Simply put, a transformer is a device that uses alternating electromagnetic fields to achieve conversion of different voltage levels (actually the conversion of electrical energy), and the voltage before and after the conversion does not change in frequency. There are many types according to their uses, such as power transformers, rectifier transformers, voltage regulators, isolation transformers, and CT, PT, etc. What we often encounter at the project site is a three-phase power isolation transformer.

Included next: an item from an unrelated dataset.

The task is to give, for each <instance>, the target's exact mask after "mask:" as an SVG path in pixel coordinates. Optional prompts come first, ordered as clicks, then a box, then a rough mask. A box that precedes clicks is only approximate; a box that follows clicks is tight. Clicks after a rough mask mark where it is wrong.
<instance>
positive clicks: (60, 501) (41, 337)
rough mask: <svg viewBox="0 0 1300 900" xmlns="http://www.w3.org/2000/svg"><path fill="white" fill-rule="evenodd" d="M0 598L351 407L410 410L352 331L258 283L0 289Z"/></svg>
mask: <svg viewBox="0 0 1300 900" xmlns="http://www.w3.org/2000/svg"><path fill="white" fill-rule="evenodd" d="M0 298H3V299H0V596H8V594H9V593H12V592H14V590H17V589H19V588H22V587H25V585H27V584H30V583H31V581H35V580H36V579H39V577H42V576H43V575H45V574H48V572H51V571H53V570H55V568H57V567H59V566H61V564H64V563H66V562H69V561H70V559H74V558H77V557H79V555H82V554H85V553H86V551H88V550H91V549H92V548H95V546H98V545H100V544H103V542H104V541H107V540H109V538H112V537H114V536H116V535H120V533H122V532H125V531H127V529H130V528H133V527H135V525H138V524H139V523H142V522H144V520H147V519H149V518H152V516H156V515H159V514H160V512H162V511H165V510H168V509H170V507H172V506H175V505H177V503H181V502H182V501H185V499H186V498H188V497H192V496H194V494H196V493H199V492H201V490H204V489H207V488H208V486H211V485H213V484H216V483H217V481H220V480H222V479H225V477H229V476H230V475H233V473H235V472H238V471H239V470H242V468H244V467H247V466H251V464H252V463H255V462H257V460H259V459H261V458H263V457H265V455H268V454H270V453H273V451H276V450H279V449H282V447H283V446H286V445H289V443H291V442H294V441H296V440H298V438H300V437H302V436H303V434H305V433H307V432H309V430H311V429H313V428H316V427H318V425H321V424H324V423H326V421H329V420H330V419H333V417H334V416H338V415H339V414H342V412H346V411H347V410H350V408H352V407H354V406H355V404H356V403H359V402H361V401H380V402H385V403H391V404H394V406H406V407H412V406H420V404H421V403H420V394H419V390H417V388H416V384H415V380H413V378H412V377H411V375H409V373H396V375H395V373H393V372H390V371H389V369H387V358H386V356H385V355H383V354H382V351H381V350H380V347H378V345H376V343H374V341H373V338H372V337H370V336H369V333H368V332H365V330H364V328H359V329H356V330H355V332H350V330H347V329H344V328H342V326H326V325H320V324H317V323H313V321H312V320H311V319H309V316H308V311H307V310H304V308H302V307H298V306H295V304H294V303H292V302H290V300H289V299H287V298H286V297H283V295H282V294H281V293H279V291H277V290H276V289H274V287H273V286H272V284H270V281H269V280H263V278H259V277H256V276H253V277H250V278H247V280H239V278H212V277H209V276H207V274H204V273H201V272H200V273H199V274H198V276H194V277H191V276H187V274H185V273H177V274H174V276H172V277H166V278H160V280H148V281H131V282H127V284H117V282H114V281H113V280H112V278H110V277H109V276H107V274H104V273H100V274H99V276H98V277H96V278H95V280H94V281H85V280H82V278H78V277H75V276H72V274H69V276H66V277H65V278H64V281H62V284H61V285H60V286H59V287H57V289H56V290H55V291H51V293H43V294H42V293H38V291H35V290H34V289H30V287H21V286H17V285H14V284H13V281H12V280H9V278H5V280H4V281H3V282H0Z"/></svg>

Some main technical parameters related to transformers include:
Rated capacity: refers to the rated output capacity of the transformer under the rated working conditions (equal to U×I, unit is kVA);
Rated voltage: under no-load, rated tap, the value of terminal voltage (namely the voltage value of primary and secondary side);
No-load loss: Under no-load conditions, the loss of the transformer (also called iron loss);
No-load current: under no-load conditions, the current value flowing through the primary coil;
Short-circuit loss: the rated current on the primary side, the loss caused by the secondary short circuit (mainly caused by the coil resistance);
The concept of tapping (tap): In order to meet the needs of power grid operation, regulator has a tap on the high voltage side of the transformer, and the voltage value of these is expressed as a percentage of the rated voltage. This is the so-called tap voltage. For example, a high-voltage 10kV transformer has a tap of ±5%, which means that the transformer can operate at three voltage levels: 10.5kV (+5%), 10kV (rated), and 9.5kV (-5%). Generally speaking, there are many taps (tap points) of on-load voltage-regulating transformers, such as 7-point contacts (±3×2.5%) and 9-point contacts (±4×2%). Since the synchronous switching of the tap-changer cannot be fully guaranteed, the on-load voltage-regulating transformer cannot generally be operated in parallel.